Escrita y dirigida por Maite Alberdi.
Nicolás Prividera / Copyleft 2021
Sería interesa te poner a conversar a El agente topo, con Harley Queen de Carolina Adriazola y José Luís Sepulveda; en cuanto a estos limites eticos del documental y la ficción. Saludos y gracias.
También con Nomadland, otra película que vampíriza lo documental para transformarlo en una ficción edulcorada.

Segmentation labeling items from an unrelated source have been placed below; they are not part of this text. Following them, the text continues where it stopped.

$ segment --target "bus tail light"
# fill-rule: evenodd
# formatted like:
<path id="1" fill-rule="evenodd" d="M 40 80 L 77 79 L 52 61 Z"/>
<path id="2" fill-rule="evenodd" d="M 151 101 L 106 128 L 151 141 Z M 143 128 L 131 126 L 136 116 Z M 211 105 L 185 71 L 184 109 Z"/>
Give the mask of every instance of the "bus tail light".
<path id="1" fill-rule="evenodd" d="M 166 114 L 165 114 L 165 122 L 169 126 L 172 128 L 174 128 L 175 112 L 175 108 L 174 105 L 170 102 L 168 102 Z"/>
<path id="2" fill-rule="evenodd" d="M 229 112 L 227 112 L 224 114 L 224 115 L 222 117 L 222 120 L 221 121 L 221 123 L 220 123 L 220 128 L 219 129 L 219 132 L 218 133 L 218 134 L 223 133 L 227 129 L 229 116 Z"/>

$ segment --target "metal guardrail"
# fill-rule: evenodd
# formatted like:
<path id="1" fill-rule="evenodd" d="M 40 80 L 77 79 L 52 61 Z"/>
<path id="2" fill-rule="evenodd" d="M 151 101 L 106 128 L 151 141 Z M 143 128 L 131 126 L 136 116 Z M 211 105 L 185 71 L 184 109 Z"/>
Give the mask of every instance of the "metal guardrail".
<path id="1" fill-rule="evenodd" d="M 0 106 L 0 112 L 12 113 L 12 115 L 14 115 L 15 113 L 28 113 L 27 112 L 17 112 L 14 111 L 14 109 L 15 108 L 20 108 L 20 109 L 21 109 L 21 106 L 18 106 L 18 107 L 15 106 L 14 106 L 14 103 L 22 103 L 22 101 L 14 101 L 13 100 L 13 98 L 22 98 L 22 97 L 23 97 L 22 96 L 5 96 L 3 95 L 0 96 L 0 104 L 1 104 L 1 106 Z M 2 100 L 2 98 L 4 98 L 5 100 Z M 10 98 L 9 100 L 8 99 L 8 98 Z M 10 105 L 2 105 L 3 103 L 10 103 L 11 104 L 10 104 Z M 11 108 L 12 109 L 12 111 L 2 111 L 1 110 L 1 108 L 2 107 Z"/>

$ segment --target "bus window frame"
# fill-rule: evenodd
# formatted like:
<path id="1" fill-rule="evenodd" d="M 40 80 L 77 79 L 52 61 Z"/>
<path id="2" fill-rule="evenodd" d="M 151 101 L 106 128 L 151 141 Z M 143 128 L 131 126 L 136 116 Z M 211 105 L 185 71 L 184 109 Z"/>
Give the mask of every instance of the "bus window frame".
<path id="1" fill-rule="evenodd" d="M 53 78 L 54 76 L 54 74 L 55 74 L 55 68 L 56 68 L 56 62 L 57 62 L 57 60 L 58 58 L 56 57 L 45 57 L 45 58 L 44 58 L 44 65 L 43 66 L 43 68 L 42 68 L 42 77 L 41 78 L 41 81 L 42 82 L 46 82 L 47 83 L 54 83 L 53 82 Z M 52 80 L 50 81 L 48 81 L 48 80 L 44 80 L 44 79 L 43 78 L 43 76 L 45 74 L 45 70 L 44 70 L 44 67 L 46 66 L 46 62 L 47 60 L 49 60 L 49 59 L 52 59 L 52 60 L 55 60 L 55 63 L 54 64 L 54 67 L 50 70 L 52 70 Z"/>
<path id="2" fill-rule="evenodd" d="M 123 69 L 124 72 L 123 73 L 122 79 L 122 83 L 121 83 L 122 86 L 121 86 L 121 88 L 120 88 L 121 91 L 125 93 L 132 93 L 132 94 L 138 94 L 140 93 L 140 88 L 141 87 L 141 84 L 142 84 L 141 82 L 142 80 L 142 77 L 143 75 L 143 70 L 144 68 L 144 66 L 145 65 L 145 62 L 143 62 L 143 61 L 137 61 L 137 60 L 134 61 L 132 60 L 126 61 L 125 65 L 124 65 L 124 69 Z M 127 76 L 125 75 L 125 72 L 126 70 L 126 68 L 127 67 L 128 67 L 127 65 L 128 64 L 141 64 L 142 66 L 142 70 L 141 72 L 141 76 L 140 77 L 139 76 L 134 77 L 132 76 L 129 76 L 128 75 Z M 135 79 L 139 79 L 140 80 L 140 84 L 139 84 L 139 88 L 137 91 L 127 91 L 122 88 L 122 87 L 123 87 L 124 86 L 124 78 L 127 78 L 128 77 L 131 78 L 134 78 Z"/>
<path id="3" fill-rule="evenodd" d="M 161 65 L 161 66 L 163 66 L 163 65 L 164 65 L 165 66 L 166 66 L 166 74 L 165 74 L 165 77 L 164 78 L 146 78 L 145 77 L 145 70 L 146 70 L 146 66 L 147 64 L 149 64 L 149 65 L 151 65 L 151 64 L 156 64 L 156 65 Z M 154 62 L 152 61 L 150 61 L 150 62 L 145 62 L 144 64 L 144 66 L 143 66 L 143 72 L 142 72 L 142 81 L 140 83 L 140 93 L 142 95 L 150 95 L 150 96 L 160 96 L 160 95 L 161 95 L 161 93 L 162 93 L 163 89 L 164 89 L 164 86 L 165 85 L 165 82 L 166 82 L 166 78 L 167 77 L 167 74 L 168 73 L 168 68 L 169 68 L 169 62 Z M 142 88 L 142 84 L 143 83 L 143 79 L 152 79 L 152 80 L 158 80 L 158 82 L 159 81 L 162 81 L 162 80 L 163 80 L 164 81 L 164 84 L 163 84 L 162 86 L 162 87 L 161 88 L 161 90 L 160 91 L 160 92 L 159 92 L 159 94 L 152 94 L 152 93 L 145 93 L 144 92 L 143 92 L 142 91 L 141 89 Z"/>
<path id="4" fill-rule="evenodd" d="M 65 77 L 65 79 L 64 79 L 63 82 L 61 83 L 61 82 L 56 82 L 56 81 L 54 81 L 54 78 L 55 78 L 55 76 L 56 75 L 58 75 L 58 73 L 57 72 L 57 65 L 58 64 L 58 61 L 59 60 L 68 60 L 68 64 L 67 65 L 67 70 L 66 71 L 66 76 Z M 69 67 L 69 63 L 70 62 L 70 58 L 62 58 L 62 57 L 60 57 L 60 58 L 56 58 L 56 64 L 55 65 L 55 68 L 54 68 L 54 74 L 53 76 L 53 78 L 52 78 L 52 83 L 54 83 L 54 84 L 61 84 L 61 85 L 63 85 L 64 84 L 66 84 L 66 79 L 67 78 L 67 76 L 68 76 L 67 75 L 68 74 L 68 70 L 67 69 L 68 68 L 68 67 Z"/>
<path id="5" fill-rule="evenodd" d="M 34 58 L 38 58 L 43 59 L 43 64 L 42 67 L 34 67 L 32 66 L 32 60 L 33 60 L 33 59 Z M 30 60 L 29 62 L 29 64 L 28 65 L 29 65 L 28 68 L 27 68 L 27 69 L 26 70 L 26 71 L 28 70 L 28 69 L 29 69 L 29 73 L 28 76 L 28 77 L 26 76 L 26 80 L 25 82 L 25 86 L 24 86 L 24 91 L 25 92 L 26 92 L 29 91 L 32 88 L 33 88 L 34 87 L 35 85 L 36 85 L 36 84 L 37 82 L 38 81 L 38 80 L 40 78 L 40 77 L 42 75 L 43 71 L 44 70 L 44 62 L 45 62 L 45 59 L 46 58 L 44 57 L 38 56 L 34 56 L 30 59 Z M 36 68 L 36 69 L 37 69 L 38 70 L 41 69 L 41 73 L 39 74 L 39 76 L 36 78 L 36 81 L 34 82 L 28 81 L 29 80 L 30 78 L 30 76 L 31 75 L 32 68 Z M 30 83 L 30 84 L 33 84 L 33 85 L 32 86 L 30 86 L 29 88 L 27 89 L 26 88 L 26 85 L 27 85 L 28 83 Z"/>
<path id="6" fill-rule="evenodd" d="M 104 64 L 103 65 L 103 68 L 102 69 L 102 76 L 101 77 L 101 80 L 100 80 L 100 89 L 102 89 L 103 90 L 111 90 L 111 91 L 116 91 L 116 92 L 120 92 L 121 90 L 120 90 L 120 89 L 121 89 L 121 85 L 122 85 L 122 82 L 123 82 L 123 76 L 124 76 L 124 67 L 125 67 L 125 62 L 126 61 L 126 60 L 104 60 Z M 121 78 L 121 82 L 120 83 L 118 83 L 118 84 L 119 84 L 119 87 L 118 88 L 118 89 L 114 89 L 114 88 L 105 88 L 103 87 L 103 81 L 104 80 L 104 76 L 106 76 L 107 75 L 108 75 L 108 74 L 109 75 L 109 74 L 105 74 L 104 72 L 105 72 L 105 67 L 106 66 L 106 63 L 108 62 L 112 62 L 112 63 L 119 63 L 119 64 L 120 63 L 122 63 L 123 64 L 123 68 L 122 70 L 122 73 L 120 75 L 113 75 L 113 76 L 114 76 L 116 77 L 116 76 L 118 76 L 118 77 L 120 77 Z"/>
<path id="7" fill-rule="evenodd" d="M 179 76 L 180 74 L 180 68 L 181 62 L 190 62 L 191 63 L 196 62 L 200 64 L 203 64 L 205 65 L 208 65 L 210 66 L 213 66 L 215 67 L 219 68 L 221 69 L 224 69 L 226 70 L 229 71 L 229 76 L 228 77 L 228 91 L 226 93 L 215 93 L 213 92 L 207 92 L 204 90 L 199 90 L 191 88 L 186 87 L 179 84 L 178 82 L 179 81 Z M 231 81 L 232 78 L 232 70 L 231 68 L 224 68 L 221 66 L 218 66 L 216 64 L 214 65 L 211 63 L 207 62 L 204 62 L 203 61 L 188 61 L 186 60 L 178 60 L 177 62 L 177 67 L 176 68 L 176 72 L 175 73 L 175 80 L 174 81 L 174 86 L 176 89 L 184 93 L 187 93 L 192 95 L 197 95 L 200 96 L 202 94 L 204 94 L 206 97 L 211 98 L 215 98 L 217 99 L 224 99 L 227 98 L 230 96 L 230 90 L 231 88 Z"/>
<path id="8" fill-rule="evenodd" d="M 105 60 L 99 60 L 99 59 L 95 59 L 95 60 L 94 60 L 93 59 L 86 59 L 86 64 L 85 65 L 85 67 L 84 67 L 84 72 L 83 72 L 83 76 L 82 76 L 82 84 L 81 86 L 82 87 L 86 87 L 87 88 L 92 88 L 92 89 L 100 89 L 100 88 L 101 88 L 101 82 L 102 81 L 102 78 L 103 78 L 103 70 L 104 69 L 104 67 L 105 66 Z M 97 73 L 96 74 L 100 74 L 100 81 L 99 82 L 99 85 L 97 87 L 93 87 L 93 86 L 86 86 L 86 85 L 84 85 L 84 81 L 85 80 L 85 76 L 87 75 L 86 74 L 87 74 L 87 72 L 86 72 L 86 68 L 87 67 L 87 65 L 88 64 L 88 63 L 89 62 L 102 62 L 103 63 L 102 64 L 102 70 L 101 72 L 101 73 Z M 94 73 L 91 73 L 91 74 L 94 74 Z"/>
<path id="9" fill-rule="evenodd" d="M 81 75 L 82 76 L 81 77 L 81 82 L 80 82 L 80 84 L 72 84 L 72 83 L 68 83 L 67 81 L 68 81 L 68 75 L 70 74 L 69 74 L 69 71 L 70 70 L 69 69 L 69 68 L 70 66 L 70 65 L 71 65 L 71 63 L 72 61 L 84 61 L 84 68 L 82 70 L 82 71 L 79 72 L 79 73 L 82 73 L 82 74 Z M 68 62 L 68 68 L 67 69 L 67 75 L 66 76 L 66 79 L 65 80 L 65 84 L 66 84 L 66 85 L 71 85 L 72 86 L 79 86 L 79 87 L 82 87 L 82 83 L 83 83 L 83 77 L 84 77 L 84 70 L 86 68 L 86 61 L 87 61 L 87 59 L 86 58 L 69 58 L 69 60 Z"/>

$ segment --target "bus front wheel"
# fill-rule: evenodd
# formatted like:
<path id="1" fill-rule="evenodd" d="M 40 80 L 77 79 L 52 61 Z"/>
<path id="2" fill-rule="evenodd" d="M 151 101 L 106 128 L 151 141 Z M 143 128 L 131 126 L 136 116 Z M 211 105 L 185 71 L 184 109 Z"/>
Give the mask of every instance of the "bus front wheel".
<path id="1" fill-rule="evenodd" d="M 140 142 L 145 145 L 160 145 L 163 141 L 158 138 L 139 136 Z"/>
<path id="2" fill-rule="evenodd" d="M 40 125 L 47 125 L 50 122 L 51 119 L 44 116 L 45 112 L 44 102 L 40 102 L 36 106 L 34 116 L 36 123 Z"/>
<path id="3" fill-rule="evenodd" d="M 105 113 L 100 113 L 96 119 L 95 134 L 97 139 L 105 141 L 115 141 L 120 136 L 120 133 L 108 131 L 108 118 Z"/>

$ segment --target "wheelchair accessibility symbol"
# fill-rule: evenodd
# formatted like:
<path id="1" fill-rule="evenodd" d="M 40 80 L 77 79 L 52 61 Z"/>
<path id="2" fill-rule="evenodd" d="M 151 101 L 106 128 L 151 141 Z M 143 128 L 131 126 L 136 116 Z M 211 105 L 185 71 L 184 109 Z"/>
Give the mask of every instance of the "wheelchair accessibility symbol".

Prividera no siente usted que además de todo lo que ha mencionado hay una especie del uso ideológico/político de la ficción? Digo, tengo la sensación que se instala cierta tensión de cine negro al inicio del filme en la cual la «villanía» por así decirlo, esta depositada en la institución geriátrica y a medida que la (manipulada) evidencia de lo real se va sucediendo esto se revierte, el geriátrico se vuelve un lugar apacible (usos del color y la luz mediante que así lo van generando) y el mal recae recae sobre el abandono de hijos y familiares. Mi conclusión sería: Nihilismo hacia el ser humano (sobre todo jovenes) – Reivindicación de la institución (privada). Lo cual teniendo en cuenta el contexto no me parece menor. Saludos
Siempre hay un «uso ideológico/político», eso no distingue ficción o documental,. En todo caso puede decirse que la ficción encubre muchas veces lo real. Por ejemplo, que el amable detective que hace el casting es un viejo torturador del pinochetismo, como nos venimos a enterar leyendo algunas publicaciones chilenas. También, como es más obvio, que se trata de un geriátrico abc1, lo que deja más clara la defensa de la «institución», como usted dice. Todo en esta película es institucional, en el sentido más conservador de la palabra.